California Coast | Crocker Art Museum
California Coast, n.d.
Edgar Alwin Payne (American, 1883–1947)
Oil on canvas, 33 1/2 x 42 1/2 in. Crocker Art Museum, gift of Mrs. Charles G. Johnson, conserved with funds provided by the Historical Collections Council of California Art, 1962.6.

In his 1941 book Composition of Outdoor Painting, Edgar Payne summed up a fundamental quality of his art: “At the basis of all things there is energy, activity or power—call it what you will—that is produced between opposing forces.”(1) Here, he portrays the force of the Pacific meeting the rocky Laguna coast.
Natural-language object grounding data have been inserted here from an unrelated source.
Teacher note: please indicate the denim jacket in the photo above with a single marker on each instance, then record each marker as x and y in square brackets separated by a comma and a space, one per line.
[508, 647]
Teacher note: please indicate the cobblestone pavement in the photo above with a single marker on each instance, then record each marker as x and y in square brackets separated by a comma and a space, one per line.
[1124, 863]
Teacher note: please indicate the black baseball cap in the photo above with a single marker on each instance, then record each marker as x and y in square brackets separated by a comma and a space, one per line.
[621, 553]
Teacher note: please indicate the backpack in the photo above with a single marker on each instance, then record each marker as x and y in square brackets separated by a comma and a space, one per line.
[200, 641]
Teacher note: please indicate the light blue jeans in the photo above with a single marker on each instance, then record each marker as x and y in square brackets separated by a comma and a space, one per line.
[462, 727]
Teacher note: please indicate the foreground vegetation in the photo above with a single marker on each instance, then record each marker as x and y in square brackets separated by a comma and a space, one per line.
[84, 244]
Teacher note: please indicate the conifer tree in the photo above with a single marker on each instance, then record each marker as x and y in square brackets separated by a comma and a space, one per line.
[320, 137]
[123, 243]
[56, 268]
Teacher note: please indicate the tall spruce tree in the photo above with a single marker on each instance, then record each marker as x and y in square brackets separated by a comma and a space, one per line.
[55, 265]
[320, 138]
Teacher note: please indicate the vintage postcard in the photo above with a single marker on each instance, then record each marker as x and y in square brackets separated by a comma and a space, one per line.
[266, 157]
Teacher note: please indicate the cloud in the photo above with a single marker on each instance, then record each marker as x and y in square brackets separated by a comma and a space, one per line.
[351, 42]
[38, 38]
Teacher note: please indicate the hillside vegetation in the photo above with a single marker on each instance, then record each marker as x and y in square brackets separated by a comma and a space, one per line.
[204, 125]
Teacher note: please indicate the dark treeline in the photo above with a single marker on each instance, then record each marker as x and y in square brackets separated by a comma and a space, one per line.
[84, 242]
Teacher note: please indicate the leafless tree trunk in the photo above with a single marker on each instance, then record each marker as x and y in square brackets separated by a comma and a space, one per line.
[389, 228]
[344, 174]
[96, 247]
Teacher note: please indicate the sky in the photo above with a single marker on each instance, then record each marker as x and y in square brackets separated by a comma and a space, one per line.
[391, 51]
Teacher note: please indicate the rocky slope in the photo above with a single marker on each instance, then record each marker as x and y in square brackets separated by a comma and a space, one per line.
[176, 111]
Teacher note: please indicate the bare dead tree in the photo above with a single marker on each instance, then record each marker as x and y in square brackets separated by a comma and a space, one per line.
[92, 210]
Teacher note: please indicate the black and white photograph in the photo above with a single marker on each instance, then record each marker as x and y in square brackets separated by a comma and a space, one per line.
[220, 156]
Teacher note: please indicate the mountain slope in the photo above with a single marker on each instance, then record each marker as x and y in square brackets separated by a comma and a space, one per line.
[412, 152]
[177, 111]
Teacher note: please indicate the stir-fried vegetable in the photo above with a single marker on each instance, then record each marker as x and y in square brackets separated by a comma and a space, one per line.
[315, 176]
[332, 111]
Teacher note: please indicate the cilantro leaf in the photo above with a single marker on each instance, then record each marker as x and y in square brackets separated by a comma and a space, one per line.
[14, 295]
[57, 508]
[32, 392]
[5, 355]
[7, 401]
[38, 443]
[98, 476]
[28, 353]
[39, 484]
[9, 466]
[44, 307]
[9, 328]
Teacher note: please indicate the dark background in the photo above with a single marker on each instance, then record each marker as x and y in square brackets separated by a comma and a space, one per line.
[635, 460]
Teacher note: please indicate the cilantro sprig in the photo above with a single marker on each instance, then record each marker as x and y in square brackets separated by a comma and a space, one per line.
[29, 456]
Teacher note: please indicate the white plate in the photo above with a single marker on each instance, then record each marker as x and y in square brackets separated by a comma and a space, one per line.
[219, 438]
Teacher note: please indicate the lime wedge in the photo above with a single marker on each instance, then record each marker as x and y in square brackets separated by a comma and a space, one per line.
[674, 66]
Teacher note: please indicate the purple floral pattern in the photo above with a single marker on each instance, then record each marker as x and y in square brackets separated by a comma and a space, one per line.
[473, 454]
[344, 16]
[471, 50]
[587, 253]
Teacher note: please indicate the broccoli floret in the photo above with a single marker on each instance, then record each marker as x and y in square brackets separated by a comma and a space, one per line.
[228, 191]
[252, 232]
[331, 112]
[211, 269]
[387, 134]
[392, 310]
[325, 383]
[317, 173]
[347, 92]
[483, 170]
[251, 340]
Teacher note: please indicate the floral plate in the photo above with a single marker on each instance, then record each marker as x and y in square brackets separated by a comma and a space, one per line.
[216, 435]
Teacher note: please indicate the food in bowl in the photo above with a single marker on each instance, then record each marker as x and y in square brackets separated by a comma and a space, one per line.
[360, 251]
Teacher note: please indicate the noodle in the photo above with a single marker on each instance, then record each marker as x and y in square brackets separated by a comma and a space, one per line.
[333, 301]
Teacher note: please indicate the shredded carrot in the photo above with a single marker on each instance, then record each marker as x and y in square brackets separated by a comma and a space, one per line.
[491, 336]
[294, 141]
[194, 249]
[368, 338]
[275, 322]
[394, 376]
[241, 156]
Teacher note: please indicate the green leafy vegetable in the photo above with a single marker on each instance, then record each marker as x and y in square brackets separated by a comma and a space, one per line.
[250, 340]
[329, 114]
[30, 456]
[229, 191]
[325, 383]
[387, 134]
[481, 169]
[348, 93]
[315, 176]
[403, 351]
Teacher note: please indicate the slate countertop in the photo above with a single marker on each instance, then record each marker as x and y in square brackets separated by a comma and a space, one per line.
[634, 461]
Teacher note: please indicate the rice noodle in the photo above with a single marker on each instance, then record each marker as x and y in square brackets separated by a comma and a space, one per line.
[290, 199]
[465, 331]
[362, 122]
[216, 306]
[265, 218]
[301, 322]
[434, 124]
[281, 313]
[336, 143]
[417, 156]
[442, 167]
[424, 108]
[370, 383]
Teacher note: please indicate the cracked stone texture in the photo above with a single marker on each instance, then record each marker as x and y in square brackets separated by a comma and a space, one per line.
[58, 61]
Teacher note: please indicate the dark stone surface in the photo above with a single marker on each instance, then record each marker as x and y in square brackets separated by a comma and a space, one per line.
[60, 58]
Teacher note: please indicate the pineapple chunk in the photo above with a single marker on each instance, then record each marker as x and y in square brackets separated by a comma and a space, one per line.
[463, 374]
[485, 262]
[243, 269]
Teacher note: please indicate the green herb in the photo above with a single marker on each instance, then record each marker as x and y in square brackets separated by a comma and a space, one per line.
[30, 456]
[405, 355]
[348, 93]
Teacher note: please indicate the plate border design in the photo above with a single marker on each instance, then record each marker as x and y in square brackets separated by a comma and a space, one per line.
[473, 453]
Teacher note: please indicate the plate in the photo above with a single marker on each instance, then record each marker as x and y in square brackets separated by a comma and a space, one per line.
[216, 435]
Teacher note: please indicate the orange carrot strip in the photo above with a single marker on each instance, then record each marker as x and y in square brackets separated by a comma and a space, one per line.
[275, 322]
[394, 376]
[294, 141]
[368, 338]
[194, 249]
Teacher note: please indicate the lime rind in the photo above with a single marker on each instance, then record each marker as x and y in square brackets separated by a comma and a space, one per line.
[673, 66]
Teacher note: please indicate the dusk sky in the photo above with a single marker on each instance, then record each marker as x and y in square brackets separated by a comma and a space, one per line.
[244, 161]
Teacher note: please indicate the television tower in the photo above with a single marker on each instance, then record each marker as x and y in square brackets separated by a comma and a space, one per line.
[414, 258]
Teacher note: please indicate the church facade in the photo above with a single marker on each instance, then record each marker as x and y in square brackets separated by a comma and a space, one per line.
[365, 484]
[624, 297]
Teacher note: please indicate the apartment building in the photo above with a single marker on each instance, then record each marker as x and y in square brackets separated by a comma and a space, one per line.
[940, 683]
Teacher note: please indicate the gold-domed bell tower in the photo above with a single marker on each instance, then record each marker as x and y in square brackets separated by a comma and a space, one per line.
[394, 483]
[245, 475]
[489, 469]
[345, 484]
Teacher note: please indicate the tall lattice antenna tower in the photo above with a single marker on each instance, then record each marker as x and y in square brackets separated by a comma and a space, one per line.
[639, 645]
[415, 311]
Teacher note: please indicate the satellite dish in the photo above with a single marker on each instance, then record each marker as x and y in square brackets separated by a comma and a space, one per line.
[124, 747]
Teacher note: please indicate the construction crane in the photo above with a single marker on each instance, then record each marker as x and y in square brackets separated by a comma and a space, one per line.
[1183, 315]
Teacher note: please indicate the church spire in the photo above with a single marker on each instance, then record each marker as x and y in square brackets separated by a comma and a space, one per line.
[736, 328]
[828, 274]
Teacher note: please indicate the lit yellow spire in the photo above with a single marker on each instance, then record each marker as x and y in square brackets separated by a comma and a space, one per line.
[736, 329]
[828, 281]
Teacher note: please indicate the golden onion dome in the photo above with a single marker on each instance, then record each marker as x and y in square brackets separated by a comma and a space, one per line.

Payne’s diverse subjects included Southern California coastal views, the peaks and lakes of the Sierra, the Swiss Alps, boats in Brittany, France, and Italy, and western scenes of Navajo horsemen in the Arizona and New Mexico deserts. Although Payne utilized the vigorous brushwork and color of Impressionism, his paintings were a departure from the quiet, genteel refinement of most Impressionist painters.

Payne left his native Missouri in 1902 to travel to the South, the Midwest, and Mexico. He earned money by painting houses, signs, and stage sets, and later found employment producing murals for civic buildings, courthouses, and theatres throughout the Midwest. He settled in Chicago in 1907. As a painter, he considered himself self-taught, having studied just two weeks at the Art Institute of Chicago.

Payne first visited California in 1909, spending several months painting in Laguna Beach before visiting San Francisco. While in San Francisco, he met artist Elsie Palmer, whom he married in Chicago in 1912. He moved to Glendale, California, in 1917 and then established a home and studio in Laguna Beach. In 1918, he became a founding member and president of the Laguna Beach Art Association. He continued painting and exhibiting in Laguna and Los Angeles until 1922, when he and Elsie began a two-year painting tour of Europe. Upon their return, Payne turned to vigorous, powerful scenes drawn from his sketching trips to the Sierra. He also sought to capture the vastness and power of the Southwestern landscape.

(1) Edgar A. Payne, "The Approach to Art," Composition of Outdoor Painting, 7th Edition (De Ru's Fine Arts, 2005), 10.